While logged in to LinkMeter and on the Home screen, press 'P' on your keyboard to open the "PID Debug" information screen. Here you'll see up-to-the-second information on what factors are driving the output. This data can be used to tune your PID constants.

P Here's the easiest place to start. Think about what the acceptable temperature range is for operation. At what point of the pit temperature dropping do you want BWOOP BWOOP giver 'er all she's got, Captain! Divide 100 by that number. That's going to set the lower limit on the P value. For a setpoint 225F with a lower temperature limit of 215, P = 100/(225-215) = 10. That's your ballpark. The faster your grill can change temperatures by changing the output value, the smaller this number should be.

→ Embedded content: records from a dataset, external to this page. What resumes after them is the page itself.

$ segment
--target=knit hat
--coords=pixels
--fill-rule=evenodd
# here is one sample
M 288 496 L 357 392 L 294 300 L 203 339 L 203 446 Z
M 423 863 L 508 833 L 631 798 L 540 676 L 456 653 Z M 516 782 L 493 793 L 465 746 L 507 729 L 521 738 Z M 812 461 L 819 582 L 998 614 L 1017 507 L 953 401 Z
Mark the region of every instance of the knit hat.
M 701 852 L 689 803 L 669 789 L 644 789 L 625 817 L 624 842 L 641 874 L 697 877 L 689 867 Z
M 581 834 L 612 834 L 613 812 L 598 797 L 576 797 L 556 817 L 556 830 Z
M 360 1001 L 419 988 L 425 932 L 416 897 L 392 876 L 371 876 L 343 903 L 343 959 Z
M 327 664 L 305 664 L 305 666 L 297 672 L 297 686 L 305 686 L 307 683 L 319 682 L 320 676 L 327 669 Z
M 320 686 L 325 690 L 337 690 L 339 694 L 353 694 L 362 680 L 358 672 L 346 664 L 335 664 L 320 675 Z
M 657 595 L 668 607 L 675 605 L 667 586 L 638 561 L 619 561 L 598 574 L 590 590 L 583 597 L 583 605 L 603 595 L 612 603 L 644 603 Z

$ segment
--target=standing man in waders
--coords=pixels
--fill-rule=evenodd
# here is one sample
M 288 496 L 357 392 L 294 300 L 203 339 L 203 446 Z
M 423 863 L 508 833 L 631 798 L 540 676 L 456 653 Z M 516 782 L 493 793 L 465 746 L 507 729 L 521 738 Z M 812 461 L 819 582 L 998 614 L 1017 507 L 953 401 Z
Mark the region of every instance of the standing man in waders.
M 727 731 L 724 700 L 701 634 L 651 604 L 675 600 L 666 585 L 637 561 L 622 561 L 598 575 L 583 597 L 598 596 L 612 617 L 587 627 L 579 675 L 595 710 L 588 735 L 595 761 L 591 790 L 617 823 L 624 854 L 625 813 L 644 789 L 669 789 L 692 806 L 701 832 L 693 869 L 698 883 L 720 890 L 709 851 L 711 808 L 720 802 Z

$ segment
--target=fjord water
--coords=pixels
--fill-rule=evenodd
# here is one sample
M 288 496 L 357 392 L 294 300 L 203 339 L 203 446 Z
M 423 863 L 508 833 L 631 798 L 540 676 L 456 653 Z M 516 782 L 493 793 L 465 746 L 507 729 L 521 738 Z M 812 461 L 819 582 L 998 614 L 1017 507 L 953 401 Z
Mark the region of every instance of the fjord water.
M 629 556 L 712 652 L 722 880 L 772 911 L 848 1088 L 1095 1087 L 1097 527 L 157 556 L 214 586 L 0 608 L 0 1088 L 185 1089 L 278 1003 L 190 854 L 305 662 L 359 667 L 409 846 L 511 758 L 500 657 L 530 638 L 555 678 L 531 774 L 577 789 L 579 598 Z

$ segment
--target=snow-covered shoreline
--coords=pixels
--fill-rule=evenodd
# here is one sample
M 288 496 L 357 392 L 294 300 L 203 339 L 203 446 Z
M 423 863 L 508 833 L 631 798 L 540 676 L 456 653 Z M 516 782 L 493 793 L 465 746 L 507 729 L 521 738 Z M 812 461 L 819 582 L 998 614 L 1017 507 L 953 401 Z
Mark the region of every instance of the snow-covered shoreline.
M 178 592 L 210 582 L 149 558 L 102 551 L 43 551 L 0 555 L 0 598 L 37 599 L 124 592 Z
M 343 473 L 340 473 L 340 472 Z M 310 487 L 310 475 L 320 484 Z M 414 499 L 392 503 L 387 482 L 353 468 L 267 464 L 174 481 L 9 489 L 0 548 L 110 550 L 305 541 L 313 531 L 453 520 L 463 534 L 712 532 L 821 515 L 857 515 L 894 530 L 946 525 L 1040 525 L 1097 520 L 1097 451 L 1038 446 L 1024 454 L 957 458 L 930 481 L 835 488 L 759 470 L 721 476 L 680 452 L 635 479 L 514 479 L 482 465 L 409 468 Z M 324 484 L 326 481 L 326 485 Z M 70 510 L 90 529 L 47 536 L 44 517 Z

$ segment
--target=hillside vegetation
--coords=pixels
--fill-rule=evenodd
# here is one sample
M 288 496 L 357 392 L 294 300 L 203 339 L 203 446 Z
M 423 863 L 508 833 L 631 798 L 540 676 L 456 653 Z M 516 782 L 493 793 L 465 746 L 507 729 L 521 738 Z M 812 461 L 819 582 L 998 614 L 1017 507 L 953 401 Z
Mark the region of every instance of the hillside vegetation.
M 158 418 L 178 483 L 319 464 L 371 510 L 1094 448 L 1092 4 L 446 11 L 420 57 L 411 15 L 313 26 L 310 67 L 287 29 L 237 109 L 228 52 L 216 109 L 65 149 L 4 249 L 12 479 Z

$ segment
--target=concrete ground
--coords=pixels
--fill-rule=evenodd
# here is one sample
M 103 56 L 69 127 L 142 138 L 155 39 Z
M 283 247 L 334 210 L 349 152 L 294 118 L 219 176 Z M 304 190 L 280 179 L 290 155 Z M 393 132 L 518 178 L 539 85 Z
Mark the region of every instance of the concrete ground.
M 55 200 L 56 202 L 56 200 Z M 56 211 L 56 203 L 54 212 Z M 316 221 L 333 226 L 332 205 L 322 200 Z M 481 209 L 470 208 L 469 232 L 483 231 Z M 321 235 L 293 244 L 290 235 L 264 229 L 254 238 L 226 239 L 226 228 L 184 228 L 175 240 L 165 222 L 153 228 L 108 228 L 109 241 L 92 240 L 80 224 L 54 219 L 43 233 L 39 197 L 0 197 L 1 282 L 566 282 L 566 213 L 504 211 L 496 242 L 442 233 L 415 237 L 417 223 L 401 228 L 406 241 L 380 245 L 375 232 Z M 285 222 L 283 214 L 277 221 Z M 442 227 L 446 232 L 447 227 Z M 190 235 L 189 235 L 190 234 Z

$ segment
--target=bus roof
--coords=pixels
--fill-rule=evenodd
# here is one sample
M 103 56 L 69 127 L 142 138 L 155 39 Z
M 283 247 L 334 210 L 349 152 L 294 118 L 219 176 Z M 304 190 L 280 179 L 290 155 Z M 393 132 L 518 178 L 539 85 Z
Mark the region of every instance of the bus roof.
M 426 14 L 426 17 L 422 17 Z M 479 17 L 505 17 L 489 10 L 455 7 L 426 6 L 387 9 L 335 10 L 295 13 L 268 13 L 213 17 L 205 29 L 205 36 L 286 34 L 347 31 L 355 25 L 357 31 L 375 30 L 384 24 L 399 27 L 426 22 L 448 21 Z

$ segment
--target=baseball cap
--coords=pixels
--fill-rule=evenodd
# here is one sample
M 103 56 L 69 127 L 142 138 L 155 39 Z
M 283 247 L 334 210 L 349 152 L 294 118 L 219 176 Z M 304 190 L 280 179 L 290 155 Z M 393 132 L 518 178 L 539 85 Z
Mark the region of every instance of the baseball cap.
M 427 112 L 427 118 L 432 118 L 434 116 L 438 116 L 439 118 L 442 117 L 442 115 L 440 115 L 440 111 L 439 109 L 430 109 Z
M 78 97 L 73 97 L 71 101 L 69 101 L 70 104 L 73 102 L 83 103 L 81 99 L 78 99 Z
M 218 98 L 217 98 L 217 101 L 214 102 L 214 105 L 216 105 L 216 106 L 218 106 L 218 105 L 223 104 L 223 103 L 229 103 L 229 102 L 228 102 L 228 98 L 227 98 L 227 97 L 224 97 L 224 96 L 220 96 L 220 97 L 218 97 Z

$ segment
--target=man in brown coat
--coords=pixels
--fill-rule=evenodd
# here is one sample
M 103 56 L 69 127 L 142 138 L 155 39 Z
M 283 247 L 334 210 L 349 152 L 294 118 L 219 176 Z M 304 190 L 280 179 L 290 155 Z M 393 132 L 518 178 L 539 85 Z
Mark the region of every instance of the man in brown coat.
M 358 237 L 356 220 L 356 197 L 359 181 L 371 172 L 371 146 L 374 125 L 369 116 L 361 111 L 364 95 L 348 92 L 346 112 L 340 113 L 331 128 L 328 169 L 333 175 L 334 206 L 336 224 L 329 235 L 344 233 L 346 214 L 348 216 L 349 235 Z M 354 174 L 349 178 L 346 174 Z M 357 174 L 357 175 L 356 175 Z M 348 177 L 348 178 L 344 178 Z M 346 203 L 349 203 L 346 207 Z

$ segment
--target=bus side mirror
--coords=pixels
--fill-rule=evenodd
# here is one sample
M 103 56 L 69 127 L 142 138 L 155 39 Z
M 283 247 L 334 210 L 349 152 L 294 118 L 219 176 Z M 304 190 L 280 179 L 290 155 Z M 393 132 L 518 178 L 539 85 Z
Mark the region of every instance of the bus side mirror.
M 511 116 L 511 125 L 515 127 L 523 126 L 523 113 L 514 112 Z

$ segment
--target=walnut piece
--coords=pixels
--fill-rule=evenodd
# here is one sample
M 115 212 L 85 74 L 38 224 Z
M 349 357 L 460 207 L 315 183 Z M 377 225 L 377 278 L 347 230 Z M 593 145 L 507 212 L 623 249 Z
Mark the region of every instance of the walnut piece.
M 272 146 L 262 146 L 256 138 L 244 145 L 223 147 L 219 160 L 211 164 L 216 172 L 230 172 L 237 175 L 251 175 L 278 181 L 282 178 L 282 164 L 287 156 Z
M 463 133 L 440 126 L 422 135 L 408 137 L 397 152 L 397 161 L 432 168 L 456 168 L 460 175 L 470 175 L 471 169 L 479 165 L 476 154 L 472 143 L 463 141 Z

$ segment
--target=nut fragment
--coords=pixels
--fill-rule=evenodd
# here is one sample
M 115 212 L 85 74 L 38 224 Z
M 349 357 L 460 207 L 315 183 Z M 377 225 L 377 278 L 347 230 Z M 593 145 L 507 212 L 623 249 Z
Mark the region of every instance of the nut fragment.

In my graph the P was 3 because the blower can really turn things around quickly in there. With just the servo, if I opened it fully it would still take a long time before anything actually happened. Fast response, low P. Slow response, high P.

I This is where the PID status window on the home screen can really help. Subtract your setpoint from the current temperature, multiply by that by your I constant and that is added to the I value on the pid status window every second. If you have a I of 1 and the temperature is off by 5 degrees, it will add 5% output every second. Because this can compound so fast, you want a pretty small number. The value again depends on the response time of your grill, faster response, lower I (I think, not 100% sure on this one). The easiest thing to do is watch the I value in the PID status as the temperature swings back and forth across the setpoint. It shouldn't have wild swings from like -25% to 25%. The I term's job is to figure out exactly how much output it takes to maintain your setpoint. The value should roughly be the same as the yellow "average blower speed" pip on the blower speed bar on the home screen. Your P value needs to be set at least close before you can tune this, and the value I think should be 0.1 or less always.

D Again the PID status will help here. Your D constant is multiplied by the value dT shows on the status window. dT is the change in temperature over the last minute or so. You want to set your D high enough that you can see the output reversing as your temperature is changing. If you're at the bottom of a temperature swing and the temperature is starting to rise, you should see dT getting larger and the D status subtracting % from the output trying to prevent overshoot. If you set it too high you'll see the output stop before it gets to the setpoint, or the fan turn too early and prevent the grill from cooling to the setpoint. The way to logically think of a good value for this is to ask "If I'm at 223F, setpoint 225F, ad the temperature has come up 1 degree in the past minute, how much do I want to throttle back the output to prevent overshoot?". Like the I constant, this number is proportional to the P constant. Probably best to keep this under 20 unless you're having serious overshoot problems, and that's probably created by the P or I constants being too high.